To delete a macro, highlight the macro and click the tenth button from the left (Delete Macro, ). The program will ask if you're sure.
Enter, or click Yes, and it's gone.
Macros are another way to produce the common diacritics in the Voyager program. To create a macro for a diacritic, first look up the equivalent in Voyager Diacritic Mode on the chart in the Voyager Training manual.
The chart shows that the equivalent for the Acute (´) character in Diacritic Mode is b.
(Incidentally, the "grave" and "tilde" on the keyboard do not display correctly in the OPAC, i.e. they display before the letter instead of over it. You must use the Voyager diacritics, and therefore you will probably want macros for those as well as for acute, umlaut, cedilla, and circumflex.

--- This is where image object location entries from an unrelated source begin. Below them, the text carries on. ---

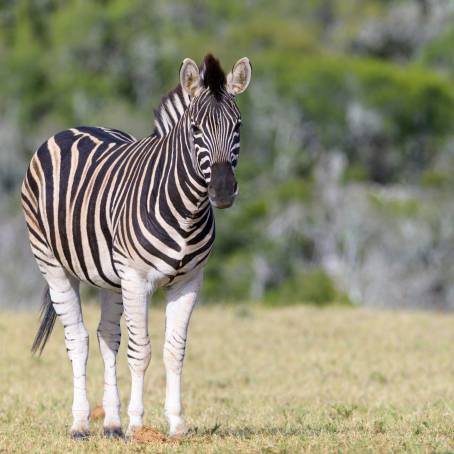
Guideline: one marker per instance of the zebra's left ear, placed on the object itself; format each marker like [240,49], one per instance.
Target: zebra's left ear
[190,77]
[238,79]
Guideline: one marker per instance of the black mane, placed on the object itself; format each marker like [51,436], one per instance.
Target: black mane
[213,76]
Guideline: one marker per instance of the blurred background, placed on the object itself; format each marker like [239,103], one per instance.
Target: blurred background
[347,165]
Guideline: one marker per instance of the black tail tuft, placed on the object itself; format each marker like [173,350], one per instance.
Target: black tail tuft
[47,316]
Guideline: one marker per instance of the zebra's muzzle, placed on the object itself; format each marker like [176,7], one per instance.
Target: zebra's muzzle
[223,187]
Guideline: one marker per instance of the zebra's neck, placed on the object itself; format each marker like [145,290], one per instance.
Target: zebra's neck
[174,175]
[170,110]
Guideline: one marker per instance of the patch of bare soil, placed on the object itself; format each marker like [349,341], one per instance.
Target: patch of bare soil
[97,413]
[148,435]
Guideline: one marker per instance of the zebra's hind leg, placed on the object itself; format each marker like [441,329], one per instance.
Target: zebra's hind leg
[64,293]
[109,336]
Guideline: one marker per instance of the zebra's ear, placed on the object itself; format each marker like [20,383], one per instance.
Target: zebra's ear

Voyager's Ctrl + E diacritic insert is likely to be adequate for the others.)
The Voyager shortcut to get into Diacritic Mode is Ctrl + D, so to produce an acute accent using Diacritic Mode you would have to use Ctrl + D, type "b", and Ctrl + D again. The macro shortens and simplifies this.
To create the macro in the Modify Directly Editor use the button labeled Ctrl and type as shown in the next picture.
Now your reward! Once the Ctrl + D + b + Ctrl + D macro above has been created and assigned to a Hot Key, so long as you have opened Macro Express on any given day, whenever you need an acute accent, just hit your Hot Key and watch it appear!
To use Macro Express, you will have to open it each morning. However, unless you want to make changes to your macros, you can then close it again immediately. The red M icon will then appear along with the Norton yellow shield and others at the lower right corner of your screen. As long as it is there, you can use your macros. If you need to open it again for any reason, open it from there. It will disappear when your computer is shut off.
The trick is remembering what macro you put on what Hot Key. Don't add more macros at a time than you think you can remember. Use Hot Keys that are easy to remember, like putting the acute on Ctrl + ' (apostrophe). Click on Macro Express's red M at the bottom of your screen to review your Editor Screen. Keep a list on paper (you can print the list from the program: use the fourth button from the right ). Find out what works for you.
One warning: TSM Backup does not seem to work well for macros in the program. You can, however, back up your macros by exporting them to a file on your hard drive. For instructions, see Exporting Macros.